Offshore detention camps have been plagued by allegations of physical and sexual abuse of asylum seekers by guards, serious and chronic mental health concerns, deplorable physical conditions and inadequate medical care.

The government knows this, we know this. But that is the system operating as intended, to convince the persecuted elsewhere that whatever dreadful oppression and violence they face, Australia will raise the stakes on their suffering.

As Amnesty International said, the system was:

'... explicitly designed to inflict incalculable damage on hundreds of women, men and children...'

It does this as an act of deterrence, by isolating them:

"... on a remote place from which they cannot leave, with the specific intention that these people should suffer harm.”  

What did they do to deserve this? Exercise their human right to seek asylum.

As Mehdi Ali – a refugee detained in Melbourne's Park Hotel said:

'All I did was ask for safety when I was a child and I did the time for that by spending almost a decade in detention.'

It’s the kind of extreme cruelty we’d boycott the Olympics over or use to justify a foreign invasion.

Let there be no doubt who the real criminals are here. They are the neoliberals in blue and those opposite them in red. But also, every part of this system that promotes, profits from and passively permits this torture is complicit.

Every participant in the barbaric banality of it all and every cog in the administrative machine: from the inert bureaucrats perpetuating the myth that asylum seekers are illegal and the government lawyers defending Australia’s right to breach international law to the private companies whose key performance indicators are tied to torture, and to the perverted creatives developing campaigns like the Zero Chance film competition.
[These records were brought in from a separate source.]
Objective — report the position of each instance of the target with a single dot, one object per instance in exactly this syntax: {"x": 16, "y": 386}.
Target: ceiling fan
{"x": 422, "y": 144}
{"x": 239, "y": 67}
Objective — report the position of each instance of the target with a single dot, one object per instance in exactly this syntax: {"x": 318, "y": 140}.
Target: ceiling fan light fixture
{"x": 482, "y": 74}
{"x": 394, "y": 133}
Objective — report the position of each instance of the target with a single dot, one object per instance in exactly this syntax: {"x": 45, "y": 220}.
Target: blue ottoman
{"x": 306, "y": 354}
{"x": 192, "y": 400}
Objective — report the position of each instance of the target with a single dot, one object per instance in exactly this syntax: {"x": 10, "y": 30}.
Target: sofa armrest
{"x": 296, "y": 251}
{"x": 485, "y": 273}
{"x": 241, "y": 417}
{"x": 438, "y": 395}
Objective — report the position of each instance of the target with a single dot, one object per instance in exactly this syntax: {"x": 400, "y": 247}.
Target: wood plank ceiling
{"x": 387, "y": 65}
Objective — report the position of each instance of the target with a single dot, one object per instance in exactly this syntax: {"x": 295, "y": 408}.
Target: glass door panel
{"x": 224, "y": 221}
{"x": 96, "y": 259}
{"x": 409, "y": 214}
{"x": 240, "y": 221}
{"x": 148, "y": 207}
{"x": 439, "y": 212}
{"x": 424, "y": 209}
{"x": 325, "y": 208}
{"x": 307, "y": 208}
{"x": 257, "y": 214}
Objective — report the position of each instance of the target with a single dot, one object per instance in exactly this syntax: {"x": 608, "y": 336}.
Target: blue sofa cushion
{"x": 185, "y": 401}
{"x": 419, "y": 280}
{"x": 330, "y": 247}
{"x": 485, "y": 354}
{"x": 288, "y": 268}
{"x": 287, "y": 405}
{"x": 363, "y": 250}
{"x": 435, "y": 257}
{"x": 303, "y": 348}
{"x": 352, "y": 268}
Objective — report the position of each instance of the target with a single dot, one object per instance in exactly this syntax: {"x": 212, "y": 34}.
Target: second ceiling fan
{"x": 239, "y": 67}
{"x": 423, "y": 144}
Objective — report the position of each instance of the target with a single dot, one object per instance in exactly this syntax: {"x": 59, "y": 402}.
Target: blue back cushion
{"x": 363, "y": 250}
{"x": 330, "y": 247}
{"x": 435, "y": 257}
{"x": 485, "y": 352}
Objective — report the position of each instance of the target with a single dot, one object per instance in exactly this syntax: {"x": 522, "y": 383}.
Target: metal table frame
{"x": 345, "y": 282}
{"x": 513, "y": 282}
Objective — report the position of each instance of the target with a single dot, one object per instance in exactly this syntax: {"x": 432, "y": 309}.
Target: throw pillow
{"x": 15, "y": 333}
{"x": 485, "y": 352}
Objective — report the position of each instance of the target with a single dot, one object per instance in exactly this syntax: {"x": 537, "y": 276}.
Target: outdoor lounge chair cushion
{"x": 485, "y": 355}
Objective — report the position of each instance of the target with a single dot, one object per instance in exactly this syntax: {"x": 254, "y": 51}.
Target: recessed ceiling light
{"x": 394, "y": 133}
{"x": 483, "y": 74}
Actual criminal justice is not a fanciful concept for those most culpable, as demonstrated by the recent sentencing of Denmark’s former immigration minister to two months imprisonment after a court found her guilty of separating several couples of asylum seekers, thus violating the 'European Convention on Human Rights'.

Australia’s treatment of refugees is more heinous for two reasons.

Firstly, this is a settler state, violently stolen from its true owners. Those preaching hard-line border control are descendants of those who practised hard-line border invasion. The settlers of this country are indigenous to Britain. This land isn’t theirs. Aboriginal sovereignty was never ceded and a treaty was never entered into. Therefore, Britain’s legal claim to this country was a fiction and the continued occupation is a proceed of a crime that will continue until true reconciliation. The treatment of refugees is a crime upon a crime.

Secondly, Australia is in the business of creating refugees. We are a lapdog of the U.S. — a grotesque corporate war machine masquerading as a state.

By following the U.S. blindly into conflicts, from Vietnam to Afghanistan, we’ve destroyed nations and displaced millions. And now we actively, enthusiastically, create generations of climate refugees across the world by our utter refusal to put the planet before profit. Our role in creating refugees – in addition to our wealth and vast, sparsely populated lands – requires that we welcome refugees. And yet, as with climate action, we refuse to play our part in addressing a problem for which we bear much responsibility.

So, what do we – the hopefully increasing number of people who are so sick of this depravity – do?

More of the usual. Protest, write, talk and post about it. Email and call politicians incessantly. Support refugee advocacy organisations. Elevate the voices of Mehdi Ali, Joy Miah and other refugees.

But more crucially, vote wisely in the upcoming Federal Election. We must not continue to endorse this cruelty. Instead, we should vote for parties and candidates who will fight to end the torture. Getting rid of political regimes that would maintain the current state of despair is the only way we can close this dark chapter.

Hannah Thomas is a lawyer currently working in public policy. She has a keen interest in Australian and Malaysian politics.